What I Learned About Living From Cookie Mueller
Last week, while sitting beside a pool in Lefkada, Greece, on a girls’ holiday, I started reading Walking Through Clear Water in a Pool Painted Black by Cookie Mueller. I picked it up at a time when I felt unusually uncertain about where my life was heading. After one of the most turbulent years I have experienced, I found myself questioning everything: my family, my relationships, my ambitions, and the person I was trying so hard to be.
I realised something uncomfortable about myself while reading this book: how much of my life has been shaped by wanting to be seen. I want to be perceived as successful, as the overachiever, as pretty, as interesting, as someone people talk about and admire. And while those qualities are genuinely part of me, I hope. I started to wonder how much energy I had spent performing a version of myself rather than simply living.
Cookie Mueller’s writing arrived at exactly the right moment.
Mueller lived a life that seemed almost impossible to imagine: chaotic, painful, colourful, hilarious, and completely her own. She endured enormous adversity; surviving sexual violence, navigating motherhood, raising her son, losing countless friends to AIDS, and witnessing some of the darkest moments of 1980s New York, yet she approached life with curiosity, humour, and a remarkable sense of freedom. She didn’t seem interested in being polished or perfect. She was interested in being alive.

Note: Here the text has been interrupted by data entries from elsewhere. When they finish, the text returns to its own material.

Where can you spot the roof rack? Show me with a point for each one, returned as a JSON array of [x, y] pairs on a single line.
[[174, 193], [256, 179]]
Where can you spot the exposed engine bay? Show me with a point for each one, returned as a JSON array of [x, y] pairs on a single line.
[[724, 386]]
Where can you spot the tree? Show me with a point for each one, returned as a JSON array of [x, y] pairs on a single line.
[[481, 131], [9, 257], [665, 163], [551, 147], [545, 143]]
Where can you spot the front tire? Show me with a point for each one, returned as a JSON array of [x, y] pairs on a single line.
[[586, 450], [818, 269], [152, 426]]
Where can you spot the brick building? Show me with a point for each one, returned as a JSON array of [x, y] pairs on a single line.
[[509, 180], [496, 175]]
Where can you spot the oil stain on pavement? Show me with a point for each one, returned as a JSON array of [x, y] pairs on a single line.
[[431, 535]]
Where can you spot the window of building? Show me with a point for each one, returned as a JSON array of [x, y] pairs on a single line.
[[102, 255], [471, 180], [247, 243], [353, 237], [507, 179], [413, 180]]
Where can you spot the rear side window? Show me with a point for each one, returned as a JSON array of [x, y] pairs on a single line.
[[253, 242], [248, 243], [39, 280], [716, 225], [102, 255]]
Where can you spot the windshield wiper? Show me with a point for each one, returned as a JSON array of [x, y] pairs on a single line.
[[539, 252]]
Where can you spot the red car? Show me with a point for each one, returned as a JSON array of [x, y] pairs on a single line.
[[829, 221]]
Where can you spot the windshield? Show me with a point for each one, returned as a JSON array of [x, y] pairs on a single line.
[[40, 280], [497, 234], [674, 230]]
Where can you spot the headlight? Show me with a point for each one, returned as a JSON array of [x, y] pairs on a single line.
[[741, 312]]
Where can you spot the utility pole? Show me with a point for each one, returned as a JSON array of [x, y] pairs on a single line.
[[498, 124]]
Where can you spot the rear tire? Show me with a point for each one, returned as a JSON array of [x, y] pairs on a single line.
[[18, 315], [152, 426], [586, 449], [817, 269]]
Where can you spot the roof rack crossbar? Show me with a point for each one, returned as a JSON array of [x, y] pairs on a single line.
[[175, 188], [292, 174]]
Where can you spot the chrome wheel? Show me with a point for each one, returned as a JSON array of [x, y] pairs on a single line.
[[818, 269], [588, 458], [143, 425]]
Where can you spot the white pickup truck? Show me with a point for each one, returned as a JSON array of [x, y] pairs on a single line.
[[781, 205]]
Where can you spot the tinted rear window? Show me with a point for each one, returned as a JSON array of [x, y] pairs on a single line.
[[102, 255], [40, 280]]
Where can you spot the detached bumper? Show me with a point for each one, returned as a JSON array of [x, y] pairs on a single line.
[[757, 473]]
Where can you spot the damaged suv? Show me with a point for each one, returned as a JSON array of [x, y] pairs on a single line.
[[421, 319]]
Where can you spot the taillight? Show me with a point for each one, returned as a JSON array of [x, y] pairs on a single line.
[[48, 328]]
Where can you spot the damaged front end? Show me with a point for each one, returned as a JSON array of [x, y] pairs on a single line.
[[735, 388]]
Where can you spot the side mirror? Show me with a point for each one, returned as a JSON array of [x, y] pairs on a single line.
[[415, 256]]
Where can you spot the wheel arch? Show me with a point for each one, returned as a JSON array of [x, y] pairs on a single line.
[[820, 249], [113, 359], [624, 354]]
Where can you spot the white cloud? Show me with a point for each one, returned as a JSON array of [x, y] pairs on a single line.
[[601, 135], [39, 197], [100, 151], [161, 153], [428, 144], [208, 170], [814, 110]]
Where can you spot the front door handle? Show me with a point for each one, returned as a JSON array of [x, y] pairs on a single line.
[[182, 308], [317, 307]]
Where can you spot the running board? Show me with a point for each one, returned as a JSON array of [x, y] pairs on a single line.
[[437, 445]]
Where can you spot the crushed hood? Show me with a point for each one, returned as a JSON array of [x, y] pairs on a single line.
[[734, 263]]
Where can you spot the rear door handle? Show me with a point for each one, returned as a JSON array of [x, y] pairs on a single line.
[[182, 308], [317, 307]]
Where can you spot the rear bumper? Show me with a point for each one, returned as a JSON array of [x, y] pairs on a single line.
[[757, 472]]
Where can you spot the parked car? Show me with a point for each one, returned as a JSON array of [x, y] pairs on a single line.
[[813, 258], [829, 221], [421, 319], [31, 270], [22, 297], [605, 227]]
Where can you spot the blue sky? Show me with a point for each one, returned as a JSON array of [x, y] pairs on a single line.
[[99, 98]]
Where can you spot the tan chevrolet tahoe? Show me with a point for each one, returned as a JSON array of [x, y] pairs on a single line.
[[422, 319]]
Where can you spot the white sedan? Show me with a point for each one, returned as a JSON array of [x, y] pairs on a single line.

That was perhaps the biggest lesson I took from this book: a full life is not necessarily a flawless one.
The collection brings together Mueller’s essays, memoirs, stories, and columns, including pieces from her famous advice column Ask Dr. Mueller. Her voice is unforgettable — sharp, funny, wise, fearless, and completely unfiltered. She writes about art, culture, love, friendship, sex, loss, and survival with a rare honesty. Reading her felt like meeting someone who had experienced the extremes of human existence and still chose optimism.
One of my favourite parts of the book was her writing about New York, especially the art world and the East Village. Her descriptions of that era made me nostalgic for a place and time I never actually experienced. Her stories about Italy had the same effect; they made me wonder whether those authentic, slightly chaotic, artistic corners of the world still exist, or whether they have been replaced by tourism and the search for something more curated and commercial.
Oddly, one of the stories that resonated with me most was her account of Divine lifting a bus they were on that had crashed. It felt almost mythical, the kind of story that blurs the line between truth and legend, but that's exactly what I loved about it. Cookie wrote about the people around her with such affection that they became larger than life. It made me realise that the stories we tell about the people we love aren't always about factual accuracy, they're about capturing their spirit. Everyone in her world seemed to exist in vivid technicolour, and it made me wonder whether living a remarkable life is less about achieving remarkable things and more about becoming someone whose stories are worth retelling.
The strongest pieces for me were her columns and personal essays. There was a story about Mueller sailing with three men who were completely unprepared for the journey they were attempting, and it was genuinely suspenseful; a perfect example of her ability to turn everyday experiences into unforgettable adventures. Her real-life stories had a wildness and honesty that made them impossible to put down.
What stayed with me most was the contrast between everything she had lost and everything she still embraced. She experienced grief, illness, violence, and heartbreak, yet she remained curious, funny, sensual, and open to the world. She didn’t spend her life trying to appear perfect; she spent it experiencing everything.
Reading this book in Lefkada, surrounded by sunshine and friendship, made me reflect on what I actually want from my own life. Maybe it is not to constantly prove that I am impressive. Maybe it is not to always be admired, talked about, or seen as “fabulous.” Maybe it is to be present, to love deeply, to experience things fully, and to accept that a meaningful life includes both beauty and mess.
Cookie Mueller’s writing is a reminder that the most interesting people are not those who have avoided hardship, but those who have lived through it and still managed to find colour.
A brilliant, strange, funny, heartbreaking, and ultimately life-affirming book.